Based on a True Story: A Writer’s Life by Anthony Holden review – those were the days…

The former Observer journalist recalls a star-studded era when advances were large and lunches were long

The former Observer Washington editor and classical music critic Anthony Holden’s memoir of his prolific career is a rip-roaring salute to a bygone age of journalism, with Holden himself firmly at the centre of events. He sets the scene early on, citing Gyles Brandreth’s observation that “Tony Holden is one of my favourite people – except he smokes and drinks all the time.” This self-described “well-brought-up young product of the north-western petit bourgeoisie” is a committed observer, and sometime friend, of the famous.

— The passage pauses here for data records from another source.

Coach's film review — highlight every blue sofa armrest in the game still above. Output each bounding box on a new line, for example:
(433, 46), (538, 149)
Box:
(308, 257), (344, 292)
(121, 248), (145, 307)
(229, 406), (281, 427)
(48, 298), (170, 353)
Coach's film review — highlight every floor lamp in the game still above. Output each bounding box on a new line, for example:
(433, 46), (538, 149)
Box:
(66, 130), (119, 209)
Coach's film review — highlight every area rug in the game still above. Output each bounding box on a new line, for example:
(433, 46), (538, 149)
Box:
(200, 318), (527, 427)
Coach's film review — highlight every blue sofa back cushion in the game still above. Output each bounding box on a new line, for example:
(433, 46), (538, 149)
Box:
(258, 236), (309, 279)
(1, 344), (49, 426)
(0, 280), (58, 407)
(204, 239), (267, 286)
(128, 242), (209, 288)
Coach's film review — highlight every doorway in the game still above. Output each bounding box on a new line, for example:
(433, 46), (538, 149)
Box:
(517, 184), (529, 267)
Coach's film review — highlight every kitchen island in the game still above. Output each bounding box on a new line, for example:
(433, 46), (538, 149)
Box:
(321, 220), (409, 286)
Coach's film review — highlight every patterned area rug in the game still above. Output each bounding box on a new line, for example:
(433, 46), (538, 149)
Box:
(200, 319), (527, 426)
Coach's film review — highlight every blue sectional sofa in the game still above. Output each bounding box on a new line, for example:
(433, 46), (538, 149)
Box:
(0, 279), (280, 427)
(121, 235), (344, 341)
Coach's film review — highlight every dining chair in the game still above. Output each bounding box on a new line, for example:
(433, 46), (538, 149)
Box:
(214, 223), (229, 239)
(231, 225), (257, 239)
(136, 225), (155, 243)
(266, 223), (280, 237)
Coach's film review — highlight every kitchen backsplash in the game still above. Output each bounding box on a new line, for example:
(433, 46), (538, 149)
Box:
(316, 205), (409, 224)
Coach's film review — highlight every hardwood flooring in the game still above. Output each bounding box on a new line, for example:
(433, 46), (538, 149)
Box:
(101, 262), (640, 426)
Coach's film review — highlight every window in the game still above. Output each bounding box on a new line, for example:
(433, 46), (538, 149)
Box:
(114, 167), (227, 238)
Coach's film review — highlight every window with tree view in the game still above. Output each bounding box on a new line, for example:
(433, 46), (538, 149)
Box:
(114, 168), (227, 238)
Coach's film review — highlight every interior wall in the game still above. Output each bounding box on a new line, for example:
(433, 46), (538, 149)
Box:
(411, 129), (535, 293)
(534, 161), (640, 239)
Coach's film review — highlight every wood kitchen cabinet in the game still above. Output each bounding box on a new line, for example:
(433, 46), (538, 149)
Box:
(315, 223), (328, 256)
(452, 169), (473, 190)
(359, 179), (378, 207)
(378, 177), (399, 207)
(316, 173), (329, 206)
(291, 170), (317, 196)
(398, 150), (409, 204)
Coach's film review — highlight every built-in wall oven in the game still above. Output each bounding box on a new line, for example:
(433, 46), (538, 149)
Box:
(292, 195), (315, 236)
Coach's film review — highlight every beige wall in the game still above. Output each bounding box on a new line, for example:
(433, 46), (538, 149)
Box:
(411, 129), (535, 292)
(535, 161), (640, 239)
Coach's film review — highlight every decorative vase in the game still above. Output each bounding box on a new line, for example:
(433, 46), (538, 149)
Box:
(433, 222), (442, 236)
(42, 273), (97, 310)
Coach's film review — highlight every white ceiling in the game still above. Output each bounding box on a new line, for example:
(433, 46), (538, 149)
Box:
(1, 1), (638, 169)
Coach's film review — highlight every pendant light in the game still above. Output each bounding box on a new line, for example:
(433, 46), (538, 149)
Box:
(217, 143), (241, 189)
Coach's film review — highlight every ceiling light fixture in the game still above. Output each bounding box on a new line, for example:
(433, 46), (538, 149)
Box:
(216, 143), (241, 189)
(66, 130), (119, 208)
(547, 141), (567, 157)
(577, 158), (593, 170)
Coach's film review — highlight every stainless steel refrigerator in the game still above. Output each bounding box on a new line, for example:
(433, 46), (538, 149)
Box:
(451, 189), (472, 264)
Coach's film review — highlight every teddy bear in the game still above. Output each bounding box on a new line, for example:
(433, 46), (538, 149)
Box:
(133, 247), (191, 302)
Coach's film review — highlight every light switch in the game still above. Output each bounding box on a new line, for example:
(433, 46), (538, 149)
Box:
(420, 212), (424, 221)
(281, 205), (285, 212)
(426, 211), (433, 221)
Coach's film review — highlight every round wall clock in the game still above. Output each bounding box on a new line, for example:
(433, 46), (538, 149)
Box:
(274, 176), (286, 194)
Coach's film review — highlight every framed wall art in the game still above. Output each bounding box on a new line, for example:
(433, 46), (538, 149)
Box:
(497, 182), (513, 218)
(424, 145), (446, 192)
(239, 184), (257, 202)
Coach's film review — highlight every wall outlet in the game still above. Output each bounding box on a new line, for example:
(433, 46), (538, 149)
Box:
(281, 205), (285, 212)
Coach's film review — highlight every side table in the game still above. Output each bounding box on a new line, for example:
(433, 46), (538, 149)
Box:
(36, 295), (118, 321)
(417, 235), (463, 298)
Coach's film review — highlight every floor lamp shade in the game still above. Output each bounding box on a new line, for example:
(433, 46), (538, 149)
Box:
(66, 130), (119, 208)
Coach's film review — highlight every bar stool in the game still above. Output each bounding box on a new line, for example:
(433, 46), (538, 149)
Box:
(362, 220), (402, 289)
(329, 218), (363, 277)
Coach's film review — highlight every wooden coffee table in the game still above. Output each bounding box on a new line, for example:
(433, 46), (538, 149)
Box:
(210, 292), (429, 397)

We meet everyone from Sartre to Humphrey Lyttelton in the opening chapters and countless actors, writers and princes appear in subsequent, often score-settling anecdotes.

Holden’s rise to prominence came when long lunches with contacts and editors were de rigueur and where the ambitious and well-connected would be offered lucrative columnist gigs by their friends. Holden revels in this and depicts a time when a writer would be given a six-month paid sabbatical by the Sunday Times to write a book in exchange for the serial rights and where his resignation from the Times – forced out of his position by Murdoch, even as Harold Evans groomed him to be his successor – was front-page news.